Venti anni fa è uscito quello che è diventato uno dei dischi cult della musica rock targata Italia. Una pietra miliare che ha coinvolto gli orfani della new wave e del grunge. Proprio allora quando la scena musicale era contesa tra Firenze e Bologna usciva Catartica.  E per celebrare il disco ricco di atmosfere noise i Marlene hanno dato vita a un tour di tre mesi che li ha portati in giro per il bel Paese. 

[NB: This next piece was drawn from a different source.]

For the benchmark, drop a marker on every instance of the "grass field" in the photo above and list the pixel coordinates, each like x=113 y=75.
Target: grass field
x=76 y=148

“Abbiamo cercato di non avere un’idea banale per celebrare il disco – ha detto Cristiano Godano, frontman della band al Color Fest di Lamezia Terme –  perché la celebrazione del disco di una band che ha un percorso importante, è una cosa consolidata e legittima. Abbiamo provato a immaginare un cosa divertente e stimolante da fare”. Un progetto fatto di sette brani (sei inediti e uno edito) che richiama, a parte il titolo, le origini. Il mood del gruppo. E’ uscito lo scorso 16 settembre e per Godano si tratta di un album “carino” nato “per celebrare il primo disco che nell’immaginario dei fan pare essere il più importante. Per noi sono tutti importanti. Catartica non è meglio degli altri, è il primo di un percorso glorioso che portiamo avanti a testa alta”.

La cover di Catartica

La cover di Catartica

Un percorso ventennale che abbraccia tanto la Generazione X, quanto la generazione di smartphone e tablet. Perché i testi e la musica dei Marlene abbracciano età diverse. Proprio su questo si è soffermato Godano, dicendo di sentirsi “orgoglioso. Pensare che ho fatto canzoni che ho scritto prima delle persone venute prima di chi si approccia a noi mi fa capire che sono una persona matura, forse anziana. La vivo con orgoglio. Vedo reazioni simili a quelle che vedevo 20 anni fa”. Perché secondo lo schivo front man  della band “chi scopre il mondo dei Marlenze ha la voglia e l’attitudine per entrare dentro la nostra ida di arte”. Una sorta di quello che Godano definisce “rispetto per la serietà con cui facciamo queste cose”. A dimostrazione che i testi a tratti malinconici e noise che fanno l’occhiolino al sound dei newyorchesi Sonic Youth sono riusciti a coinvolgere la generazione dei ventenni. “Non scrivo da 48enne che cerca di piacere ai 20enne. Scrivo da 48enne che vive la vita da 48enne e cerca di riflettere le sue sensazioni da 48enne in ciò che scrive. Se questo poi arriva ai 20enni di nuova generazione mi onora. Perché non c’è atteggiamento subdolo da parte dei Marlene”. Soltanto l’esigenza di scrivere.